So I sat down and figured out more adjustments to this accursed pattern, and then I:
- added another 2" FBA
- took out the extra at the lower side seams of the front as in version #1
- consulted with my Fashion Advisor, who suggested I remove 1/2" of the fullness at the center back neck
- lowered the armhole just a tad (3/16")
- extended the armhole seam about 1/2" just in case
- cut it out
- sewed it together
And have now wasted another 2 1/2 yards of innocent smocking fabric.
And hey, I was all photo ready this time! Hairdo, full makeup, smiling, you know the drill. But I just could not hide the TTO look on my face, so I cropped. That's for Totally Ticked Off. So now you know.
To prove that this is indeed ANOTHER one, look carefully and you will see that I marked the center front line with a PENCIL. I used a pencil only because I could not find a gigantic black magic marker.
The back neckline is much improved. Thank you, Fashion Advisor. Too bad that's the only nice thing I have to say about this torture.
I should point out (or maybe not) that I am a nerd. I pinned. I basted. I pressed. I serged. I even understitched, for Pete's sake. I am meticulously precise when it comes to sewing. I take my time with a project like this, making absolutely sure that any defects are not due to cutting offgrain, stretching, etc.
Here's the pit shot:
Yes, I shaved, just for you.
The side shot--I'm wearing booty pants today. This project is just full of BUTT, isn't it?
Horrors beyond horrors.
This thing is now about 4 inches larger in the bust than I am. So what gives?

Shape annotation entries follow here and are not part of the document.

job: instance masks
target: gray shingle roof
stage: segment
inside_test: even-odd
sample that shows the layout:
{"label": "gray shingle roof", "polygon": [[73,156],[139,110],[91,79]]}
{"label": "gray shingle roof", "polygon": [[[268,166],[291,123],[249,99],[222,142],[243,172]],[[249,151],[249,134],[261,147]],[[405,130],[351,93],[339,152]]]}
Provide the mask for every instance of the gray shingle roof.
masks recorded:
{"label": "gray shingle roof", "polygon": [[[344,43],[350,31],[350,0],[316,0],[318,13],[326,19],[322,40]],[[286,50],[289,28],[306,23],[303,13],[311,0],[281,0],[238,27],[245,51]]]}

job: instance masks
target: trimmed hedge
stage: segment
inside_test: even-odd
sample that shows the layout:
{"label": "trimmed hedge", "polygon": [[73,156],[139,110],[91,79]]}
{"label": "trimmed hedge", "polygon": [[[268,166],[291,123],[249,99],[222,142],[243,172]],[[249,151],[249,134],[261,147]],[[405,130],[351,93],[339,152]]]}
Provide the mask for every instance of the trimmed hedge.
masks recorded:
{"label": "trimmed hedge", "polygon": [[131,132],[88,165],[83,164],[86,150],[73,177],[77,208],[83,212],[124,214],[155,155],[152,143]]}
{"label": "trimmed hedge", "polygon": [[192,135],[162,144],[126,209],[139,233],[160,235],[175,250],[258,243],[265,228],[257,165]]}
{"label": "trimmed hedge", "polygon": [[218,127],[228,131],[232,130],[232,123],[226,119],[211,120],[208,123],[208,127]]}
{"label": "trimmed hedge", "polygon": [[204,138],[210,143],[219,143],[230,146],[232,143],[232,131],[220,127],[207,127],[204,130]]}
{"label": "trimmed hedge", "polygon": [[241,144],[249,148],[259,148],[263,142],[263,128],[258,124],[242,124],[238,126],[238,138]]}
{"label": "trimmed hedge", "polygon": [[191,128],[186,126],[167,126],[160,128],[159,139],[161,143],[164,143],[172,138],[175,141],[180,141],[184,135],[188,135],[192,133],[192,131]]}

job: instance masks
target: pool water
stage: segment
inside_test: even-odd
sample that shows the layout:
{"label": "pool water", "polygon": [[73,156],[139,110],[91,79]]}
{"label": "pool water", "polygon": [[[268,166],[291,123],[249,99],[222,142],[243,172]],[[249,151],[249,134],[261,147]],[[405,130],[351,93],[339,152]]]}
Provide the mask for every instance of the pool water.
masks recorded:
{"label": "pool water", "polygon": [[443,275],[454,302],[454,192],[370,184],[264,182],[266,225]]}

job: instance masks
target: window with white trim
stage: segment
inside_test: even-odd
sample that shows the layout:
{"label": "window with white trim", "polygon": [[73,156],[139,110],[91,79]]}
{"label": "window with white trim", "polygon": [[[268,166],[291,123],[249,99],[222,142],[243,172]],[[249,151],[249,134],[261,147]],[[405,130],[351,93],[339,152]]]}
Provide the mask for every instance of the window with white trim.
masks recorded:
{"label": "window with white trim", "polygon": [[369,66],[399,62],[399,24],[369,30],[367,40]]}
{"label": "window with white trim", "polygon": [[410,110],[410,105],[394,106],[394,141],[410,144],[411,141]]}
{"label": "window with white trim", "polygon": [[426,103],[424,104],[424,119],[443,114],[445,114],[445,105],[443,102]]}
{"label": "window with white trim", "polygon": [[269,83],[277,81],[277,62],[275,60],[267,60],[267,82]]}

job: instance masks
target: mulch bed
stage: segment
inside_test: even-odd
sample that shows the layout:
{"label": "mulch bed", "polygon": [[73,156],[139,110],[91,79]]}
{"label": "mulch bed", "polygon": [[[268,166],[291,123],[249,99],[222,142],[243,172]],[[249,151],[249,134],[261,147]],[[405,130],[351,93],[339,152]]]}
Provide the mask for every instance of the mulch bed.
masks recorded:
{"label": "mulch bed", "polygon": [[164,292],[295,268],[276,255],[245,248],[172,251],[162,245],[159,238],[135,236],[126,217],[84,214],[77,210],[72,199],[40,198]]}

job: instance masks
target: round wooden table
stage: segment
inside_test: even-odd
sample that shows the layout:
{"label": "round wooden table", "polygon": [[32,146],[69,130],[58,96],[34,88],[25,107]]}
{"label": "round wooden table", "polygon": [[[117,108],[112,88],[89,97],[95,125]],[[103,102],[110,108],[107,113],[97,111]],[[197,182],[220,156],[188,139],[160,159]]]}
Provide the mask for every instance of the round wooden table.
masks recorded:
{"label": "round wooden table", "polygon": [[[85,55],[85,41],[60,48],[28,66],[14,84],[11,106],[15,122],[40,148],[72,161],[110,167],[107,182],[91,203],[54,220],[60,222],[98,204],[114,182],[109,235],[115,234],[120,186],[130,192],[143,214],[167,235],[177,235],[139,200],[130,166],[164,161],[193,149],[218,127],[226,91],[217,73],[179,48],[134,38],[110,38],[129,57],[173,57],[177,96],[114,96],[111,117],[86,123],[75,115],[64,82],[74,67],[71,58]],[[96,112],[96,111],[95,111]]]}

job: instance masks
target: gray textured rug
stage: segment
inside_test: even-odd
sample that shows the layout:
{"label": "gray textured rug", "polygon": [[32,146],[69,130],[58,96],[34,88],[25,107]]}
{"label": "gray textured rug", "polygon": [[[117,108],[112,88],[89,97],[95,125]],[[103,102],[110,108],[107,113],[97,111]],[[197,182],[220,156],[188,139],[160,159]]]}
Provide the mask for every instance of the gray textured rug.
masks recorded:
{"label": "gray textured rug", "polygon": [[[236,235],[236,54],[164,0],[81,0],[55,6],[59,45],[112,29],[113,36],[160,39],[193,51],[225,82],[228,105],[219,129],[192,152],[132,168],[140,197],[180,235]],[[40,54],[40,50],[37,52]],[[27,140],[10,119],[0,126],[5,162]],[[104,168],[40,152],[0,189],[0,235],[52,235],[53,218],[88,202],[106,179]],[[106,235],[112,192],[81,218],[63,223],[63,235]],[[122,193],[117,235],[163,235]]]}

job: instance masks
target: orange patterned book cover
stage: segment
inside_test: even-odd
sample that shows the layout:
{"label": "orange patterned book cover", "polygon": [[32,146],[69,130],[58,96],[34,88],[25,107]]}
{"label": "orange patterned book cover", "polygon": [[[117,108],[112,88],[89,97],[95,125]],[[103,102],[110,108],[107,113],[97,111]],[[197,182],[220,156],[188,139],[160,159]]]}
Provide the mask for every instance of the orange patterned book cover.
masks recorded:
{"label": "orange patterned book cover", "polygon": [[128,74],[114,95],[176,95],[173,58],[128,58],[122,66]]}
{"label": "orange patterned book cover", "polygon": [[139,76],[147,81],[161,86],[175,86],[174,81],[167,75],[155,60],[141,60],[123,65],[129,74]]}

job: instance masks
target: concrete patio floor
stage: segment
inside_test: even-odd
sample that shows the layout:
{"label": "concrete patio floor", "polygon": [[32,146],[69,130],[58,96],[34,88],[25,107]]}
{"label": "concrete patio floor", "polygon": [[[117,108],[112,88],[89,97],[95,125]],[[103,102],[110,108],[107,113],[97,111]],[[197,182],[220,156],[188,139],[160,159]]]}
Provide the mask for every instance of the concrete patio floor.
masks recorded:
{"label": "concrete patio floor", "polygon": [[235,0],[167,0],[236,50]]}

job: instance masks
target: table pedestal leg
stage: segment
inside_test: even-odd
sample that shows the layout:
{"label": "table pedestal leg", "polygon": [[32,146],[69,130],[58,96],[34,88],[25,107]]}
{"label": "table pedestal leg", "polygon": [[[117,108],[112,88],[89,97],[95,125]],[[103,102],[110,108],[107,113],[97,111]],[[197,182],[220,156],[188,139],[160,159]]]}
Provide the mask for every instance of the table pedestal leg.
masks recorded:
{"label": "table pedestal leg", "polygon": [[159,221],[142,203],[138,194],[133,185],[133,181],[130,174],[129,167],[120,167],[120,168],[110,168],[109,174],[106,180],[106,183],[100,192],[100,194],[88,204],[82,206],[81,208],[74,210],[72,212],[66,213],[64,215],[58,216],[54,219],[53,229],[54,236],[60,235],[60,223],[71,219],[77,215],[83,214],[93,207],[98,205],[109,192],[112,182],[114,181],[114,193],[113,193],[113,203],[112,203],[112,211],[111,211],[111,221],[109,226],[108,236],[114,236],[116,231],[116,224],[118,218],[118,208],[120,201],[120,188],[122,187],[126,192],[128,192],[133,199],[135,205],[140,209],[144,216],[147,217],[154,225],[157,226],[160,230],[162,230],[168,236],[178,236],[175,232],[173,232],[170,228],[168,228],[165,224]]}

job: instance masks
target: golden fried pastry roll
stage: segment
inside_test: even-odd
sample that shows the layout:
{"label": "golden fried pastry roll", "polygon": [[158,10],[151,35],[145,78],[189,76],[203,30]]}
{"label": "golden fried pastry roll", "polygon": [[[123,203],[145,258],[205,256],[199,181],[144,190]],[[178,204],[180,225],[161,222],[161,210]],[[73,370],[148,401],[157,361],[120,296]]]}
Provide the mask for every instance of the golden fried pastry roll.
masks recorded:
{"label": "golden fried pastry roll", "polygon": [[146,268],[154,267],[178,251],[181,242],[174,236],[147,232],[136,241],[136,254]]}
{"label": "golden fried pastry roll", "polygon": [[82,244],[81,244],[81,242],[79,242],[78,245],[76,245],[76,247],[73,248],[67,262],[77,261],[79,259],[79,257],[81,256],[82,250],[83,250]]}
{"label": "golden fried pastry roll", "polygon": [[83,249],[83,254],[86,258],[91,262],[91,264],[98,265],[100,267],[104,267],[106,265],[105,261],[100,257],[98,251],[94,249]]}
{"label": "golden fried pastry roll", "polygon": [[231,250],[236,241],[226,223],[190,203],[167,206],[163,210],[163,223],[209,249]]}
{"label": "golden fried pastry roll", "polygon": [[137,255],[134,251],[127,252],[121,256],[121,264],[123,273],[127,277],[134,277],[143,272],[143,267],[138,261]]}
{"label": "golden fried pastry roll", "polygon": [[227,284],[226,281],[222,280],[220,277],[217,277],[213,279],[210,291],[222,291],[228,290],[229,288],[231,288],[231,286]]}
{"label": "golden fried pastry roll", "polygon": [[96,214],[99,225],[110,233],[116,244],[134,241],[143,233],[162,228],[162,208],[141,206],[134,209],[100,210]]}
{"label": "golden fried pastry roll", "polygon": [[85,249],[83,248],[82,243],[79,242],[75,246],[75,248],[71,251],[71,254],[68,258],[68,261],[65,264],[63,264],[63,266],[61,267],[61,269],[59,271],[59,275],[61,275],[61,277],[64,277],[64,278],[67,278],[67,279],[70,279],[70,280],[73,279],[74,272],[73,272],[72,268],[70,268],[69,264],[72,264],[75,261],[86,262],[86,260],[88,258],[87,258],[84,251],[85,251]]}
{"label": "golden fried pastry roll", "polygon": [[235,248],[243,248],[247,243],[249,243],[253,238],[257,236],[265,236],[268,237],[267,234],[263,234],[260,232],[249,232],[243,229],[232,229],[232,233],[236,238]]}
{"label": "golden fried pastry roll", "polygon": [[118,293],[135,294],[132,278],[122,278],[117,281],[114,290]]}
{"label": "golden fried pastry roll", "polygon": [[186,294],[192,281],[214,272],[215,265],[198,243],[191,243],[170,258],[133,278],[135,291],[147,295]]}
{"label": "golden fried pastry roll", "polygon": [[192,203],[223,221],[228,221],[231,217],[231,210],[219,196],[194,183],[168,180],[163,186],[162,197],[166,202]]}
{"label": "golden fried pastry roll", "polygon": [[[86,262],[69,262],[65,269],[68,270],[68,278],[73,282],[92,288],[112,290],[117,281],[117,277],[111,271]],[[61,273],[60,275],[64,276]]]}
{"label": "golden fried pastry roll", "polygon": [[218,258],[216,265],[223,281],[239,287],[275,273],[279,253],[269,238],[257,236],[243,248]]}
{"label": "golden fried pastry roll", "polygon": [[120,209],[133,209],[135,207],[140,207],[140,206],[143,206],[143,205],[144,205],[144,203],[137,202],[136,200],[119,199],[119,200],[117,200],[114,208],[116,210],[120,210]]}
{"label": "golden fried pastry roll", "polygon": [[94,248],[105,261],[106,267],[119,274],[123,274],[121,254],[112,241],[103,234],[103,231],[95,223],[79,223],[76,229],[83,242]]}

Do you ever start to embark on an adventure and that Little Voice in your head whispers "this doesn't look right?" Or like in the situation presently at hand where I kept hearing "this just doesn't look NATURAL." The first time I looked at the pattern piece below, something struck me as very odd about it.
Test time! See if it speaks to you, too!
Here's what it looks like folded in half down the center front. The top portion is the front facing. You fold it in down in half so the armholes meet.
Another hint: This is cut on the true bias, remember, class?
In the next photo I have folded down the front facing and sort of draped the neckline down into a cowl shape:
I knew, just KNEW, that that bias armhole wasn't going to wear or hang correctly. So why oh why oh why did I make TWO of these things??????
The armhole as presented on this pattern are almost circular. In order to form the shoulder, the bias armhole is contorted. And it really doesn't want to be contorted. I have known for eons that the fit/grain/cut on the shoulder determines the total success/failure of a garment.
Lucky for me, three Well-Known Experts in the field just happened to drop by for a glass of cold sweet tea--here's M. Rohr (all he could do was demonstrate an inset cowl neckline, so no hope there) and Jack Handford, who isn't really into pattern design, but sweet tea is sweet tea.....
But my Very Best Friend, Helen Armstrong, came to the tea party, too:
And right there, on page 219, I found this:
Even though this is diagramed to demonstrate a bias back neck cowl instead of a front neck cowl--look at the armholes, people!
Lesson learned. Listen to the Little Voices. Put down the scissors and THINK.
Some Very Good News
I've had my mind read. Yep. By someone 12,000 miles away. I've been thinking about doing this very thing and I opened up the new Australian Smocking and Embroidery issue and there it was! I should trust my instincts more. Someone else did, and I have fallen in love with it. Can you believe I was also thinking of doing this in Hersheys Dark Chocolate, too???
Although I must admit that I was thinking of a fitted yoke with a zipper. They went for elastic in the waist instead. Gorgeous.
And there's also this, which has a very unique smocking pattern--it has zigs, but no zags:
I've also spent time with the new Sew Beautiful issue but am not really impressed. But this one does make me yearn for a teeny little fall breeze:
Beautiful smocking pattern.
Final Thoughts (subtitled Gee, I Thought She'd Never Shut Up)
If you need to grade patterns, buy the Handford book.
If you want to do some truly fancy design elements, buy the Rohr book.
If you want to do fancy design but need a little more direction or hand-holding or whatever, buy the Armstrong book. She has over 20 pages of just COWLS!